# West Coast Haunters Convention 2014 (May 16-18)



## Shier Terror

Did you know that the 2014 WCHC is only 189 days away?

Our team of hard working minion are getting ready to give the haunting community the best show yet!

Help us celebrate our 5th year and support our efforts to raise funds to help benefit professionals that work with deaf and or autistic children.

Our online sales are up and running. 13th floor upgrades are already selling and like last year they sill sell out fast!

Room 666 is up for grabs again, but we a re doing something different. This year the room upgrade is going for $666.00. This room is a double queen and can sleep up to four. The room comes with a hellish decor upgrade as well,This room will have some other haunting surprises for its' guests. More details will follow.

Let's not forget the speaker line up! Our 5th year will have some great guest speakers, a great keynote, more make and takes, some awesome makeup lessons, business classes, lighting, sound, effects and so much more.

Our tradeshow will once again offer you a great place to pick up some new items for your Halloween event.

Saturday nights costume ball will be bigger and better than ever!

Haunt tour? You bet, we are talking to at least one haunt and maybe more for our Friday night tour.

Sunday night movie night! Wouldn't be a WCHC without it!

As you can see, there are many reasons to attend the 2014 WCHC. We hope to see you in May!


----------



## Shier Terror

The WCHC offers something no other haunting convention offers, a place set aside for Home Haunt clubs, individual home haunters and first year pro haunts.

We are offering complete 10x10 booths, pipe and drape, one table, two chairs, power and WifFi, for Home Haunt Clubs at a WCHC rate of $75.00. This space is limited to 10 booths, so act fast.,

These booths are set aside for you to show you stuff. (nothing may be sold from these booths, if you wish to sell items, you can purchase a vendor booth.)


----------



## Shier Terror

** Solicitation for donations removed to comply with forum rules **

Also, we are going to have a Home Haunters Triage area on the show floor. If you have props that you can't figure out how to fix or animated props that just aren't working right, bring them in and our "team of experts" will assist you in bringing them back from the dead. Also, if you are interested in being one of the "experts", we could use those too.


----------



## Shier Terror

HOME HAUNTERS!

Share, educate, network, learn from your fellow home haunters, the home haunt headquarters will be the home to at least 10 booths dedicated to the home haunter.

There will be impromptu sessions on how to make props, foam carving, faux painting, everything related to operating a home haunt.

If you want to do a make and take sesson, would like a table to show off your home haunting skills, or are a home haunt orginization

http://www.westcoasthauntersconvention.com/special-seesios.html


----------



## Shier Terror

The 2014 WCHC is thrilled to announce it's keynote speakers and guests.

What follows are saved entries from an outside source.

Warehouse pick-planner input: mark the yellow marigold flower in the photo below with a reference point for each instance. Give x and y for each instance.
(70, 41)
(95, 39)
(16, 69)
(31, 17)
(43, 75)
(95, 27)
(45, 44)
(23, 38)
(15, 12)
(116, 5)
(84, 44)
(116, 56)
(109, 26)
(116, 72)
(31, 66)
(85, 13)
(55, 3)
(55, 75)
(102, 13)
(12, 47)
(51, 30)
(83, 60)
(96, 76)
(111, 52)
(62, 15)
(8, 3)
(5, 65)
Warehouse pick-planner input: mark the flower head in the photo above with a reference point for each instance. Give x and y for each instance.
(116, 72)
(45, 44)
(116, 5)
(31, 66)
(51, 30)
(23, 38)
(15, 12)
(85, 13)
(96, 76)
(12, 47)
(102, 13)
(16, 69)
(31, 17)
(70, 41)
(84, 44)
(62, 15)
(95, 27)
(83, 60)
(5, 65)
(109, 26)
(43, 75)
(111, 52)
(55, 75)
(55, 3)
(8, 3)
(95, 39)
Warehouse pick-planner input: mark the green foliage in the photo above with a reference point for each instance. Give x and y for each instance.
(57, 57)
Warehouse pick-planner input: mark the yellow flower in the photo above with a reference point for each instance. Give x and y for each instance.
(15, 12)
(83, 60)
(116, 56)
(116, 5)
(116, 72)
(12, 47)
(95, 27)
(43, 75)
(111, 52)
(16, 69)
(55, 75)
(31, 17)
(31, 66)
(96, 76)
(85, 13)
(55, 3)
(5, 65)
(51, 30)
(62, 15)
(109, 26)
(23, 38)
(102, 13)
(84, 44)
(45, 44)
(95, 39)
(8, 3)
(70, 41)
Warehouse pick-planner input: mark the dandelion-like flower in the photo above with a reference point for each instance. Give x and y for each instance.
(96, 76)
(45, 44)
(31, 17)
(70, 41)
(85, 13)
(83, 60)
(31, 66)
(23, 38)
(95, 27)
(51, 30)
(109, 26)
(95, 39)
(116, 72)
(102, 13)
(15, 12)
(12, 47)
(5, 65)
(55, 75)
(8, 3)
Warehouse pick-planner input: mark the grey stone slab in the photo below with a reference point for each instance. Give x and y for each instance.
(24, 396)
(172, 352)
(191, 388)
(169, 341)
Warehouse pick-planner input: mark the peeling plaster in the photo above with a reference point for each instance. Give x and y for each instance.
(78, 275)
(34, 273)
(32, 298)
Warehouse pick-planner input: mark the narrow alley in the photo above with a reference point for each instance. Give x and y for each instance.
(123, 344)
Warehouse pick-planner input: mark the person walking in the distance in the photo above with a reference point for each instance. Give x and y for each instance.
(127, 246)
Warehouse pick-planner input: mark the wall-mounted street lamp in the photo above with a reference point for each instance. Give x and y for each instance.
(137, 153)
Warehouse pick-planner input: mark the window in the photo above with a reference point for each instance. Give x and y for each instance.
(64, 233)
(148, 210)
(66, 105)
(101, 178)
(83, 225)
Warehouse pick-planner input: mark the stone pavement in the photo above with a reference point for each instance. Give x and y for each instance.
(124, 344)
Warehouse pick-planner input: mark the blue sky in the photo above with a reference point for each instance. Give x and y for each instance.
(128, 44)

Roy Wooley, 'Tate' Steinsiek and Laney Chantel from season 5 of the hit SyFy reality show "Face Off". All three will speaker and the keynote address on Friday Morning, then will select a name from a hat, that lucky person will get a "Face Off" style makeup done at the Keynote demo booth on the tradeshow floor!

Roy will also offer a separate class and will be one of the judges for the Halfway to Halloween costume ball!

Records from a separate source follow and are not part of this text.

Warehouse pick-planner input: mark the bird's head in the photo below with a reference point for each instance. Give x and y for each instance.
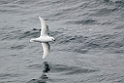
(52, 39)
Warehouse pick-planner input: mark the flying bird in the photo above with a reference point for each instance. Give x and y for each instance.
(44, 39)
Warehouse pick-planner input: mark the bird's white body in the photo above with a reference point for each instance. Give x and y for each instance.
(44, 38)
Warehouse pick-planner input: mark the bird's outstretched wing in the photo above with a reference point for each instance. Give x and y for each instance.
(44, 27)
(46, 48)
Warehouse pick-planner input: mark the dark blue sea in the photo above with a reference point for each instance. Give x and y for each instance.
(89, 46)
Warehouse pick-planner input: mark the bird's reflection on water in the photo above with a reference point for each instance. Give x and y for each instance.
(43, 77)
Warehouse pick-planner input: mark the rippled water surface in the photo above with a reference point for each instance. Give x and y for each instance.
(89, 45)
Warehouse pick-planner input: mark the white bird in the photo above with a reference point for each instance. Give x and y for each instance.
(44, 39)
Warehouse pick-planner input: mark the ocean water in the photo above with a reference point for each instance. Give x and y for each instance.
(89, 45)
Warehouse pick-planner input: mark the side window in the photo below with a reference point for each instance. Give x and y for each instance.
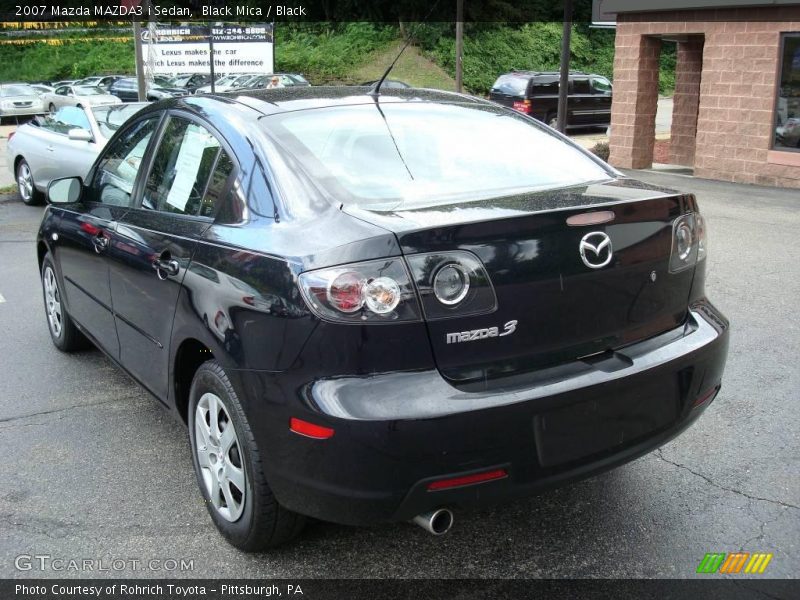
(70, 117)
(216, 185)
(581, 86)
(116, 173)
(601, 85)
(545, 88)
(182, 170)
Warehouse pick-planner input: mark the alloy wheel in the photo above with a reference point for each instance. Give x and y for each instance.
(25, 182)
(52, 298)
(219, 455)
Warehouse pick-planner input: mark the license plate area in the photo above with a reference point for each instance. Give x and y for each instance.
(604, 424)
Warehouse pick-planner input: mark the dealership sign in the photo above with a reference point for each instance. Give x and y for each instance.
(186, 49)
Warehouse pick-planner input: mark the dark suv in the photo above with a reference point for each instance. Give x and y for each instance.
(536, 94)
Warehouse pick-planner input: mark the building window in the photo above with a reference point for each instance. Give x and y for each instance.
(787, 122)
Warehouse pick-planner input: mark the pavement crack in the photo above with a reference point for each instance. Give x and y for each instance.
(12, 420)
(710, 481)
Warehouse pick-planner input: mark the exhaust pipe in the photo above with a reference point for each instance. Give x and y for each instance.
(437, 522)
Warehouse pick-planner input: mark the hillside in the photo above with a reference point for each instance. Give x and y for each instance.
(356, 52)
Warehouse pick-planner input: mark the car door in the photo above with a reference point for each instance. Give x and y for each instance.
(601, 100)
(88, 230)
(156, 240)
(580, 108)
(65, 157)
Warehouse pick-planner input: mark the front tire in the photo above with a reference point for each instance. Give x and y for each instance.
(65, 335)
(26, 186)
(229, 468)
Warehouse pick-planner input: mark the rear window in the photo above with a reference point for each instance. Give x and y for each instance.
(511, 84)
(16, 90)
(415, 155)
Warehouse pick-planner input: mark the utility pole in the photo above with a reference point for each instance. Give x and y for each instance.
(563, 88)
(459, 46)
(211, 55)
(137, 45)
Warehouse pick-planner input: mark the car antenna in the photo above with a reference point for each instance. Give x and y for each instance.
(375, 90)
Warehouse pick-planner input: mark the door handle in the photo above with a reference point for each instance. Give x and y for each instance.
(100, 242)
(166, 267)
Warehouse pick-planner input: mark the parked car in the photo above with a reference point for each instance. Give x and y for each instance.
(427, 316)
(536, 94)
(127, 90)
(389, 83)
(76, 95)
(42, 89)
(275, 80)
(19, 99)
(63, 144)
(101, 81)
(190, 82)
(228, 82)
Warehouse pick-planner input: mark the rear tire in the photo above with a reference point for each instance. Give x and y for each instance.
(249, 517)
(65, 335)
(26, 186)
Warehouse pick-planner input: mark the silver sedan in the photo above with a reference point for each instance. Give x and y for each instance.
(76, 95)
(64, 144)
(17, 99)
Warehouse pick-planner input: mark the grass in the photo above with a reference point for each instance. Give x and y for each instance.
(413, 68)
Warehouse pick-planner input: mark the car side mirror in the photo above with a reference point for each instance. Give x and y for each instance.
(80, 135)
(65, 191)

All three will have items on sale and will be available throughout the entire WCHC! 

The WCHC is also excited to have Portland native Jesse Lagers, from "Heroes of Cosplay" at the WCHC to talk about costume fabrication. Jesse will also have a booth at the tradeshow.

Come join us at the fifth annual WCHC May 16-18, Portland Oregon Doubletree!


----------



## Shier Terror

Do you love The Walking Dead? Well, Norman Reedus was at this year's Wizard World Comic Con in Portland this past weekend. If you follow him on Facebook, you will see a photo he took of a little girl in zombie makeup. That makeup was done by WCHC's own Ed Roberts! Don't miss an opportunity to come out and meet some of the most talented haunters on the West Coast.


----------



## Shier Terror

FRIDAY NIGHT HAUNT TOUR ANNOUNCED!

We are thrilled to announce that our Friday night haunt tour will visit Milburn's Haunted Manor, a unique haunt in the countryside. Our tour will includes both the haunted manor and the dark!
The Milburn crew will also fire up their snack bar to serve us some of their fresh made fun foods!

There is a covered eating area, covered lines and both haunts are indoors, so if on the odd chance it does rain, we got you covered!


----------



## Shier Terror

The WCHC presents our newly themed after party. Sunday night after the show closes, come on down to the 2nd floor for a night of Krampus, movies, and fun!


----------



## Shier Terror

The WCHC has added a Thursday night event like none other we've done before! 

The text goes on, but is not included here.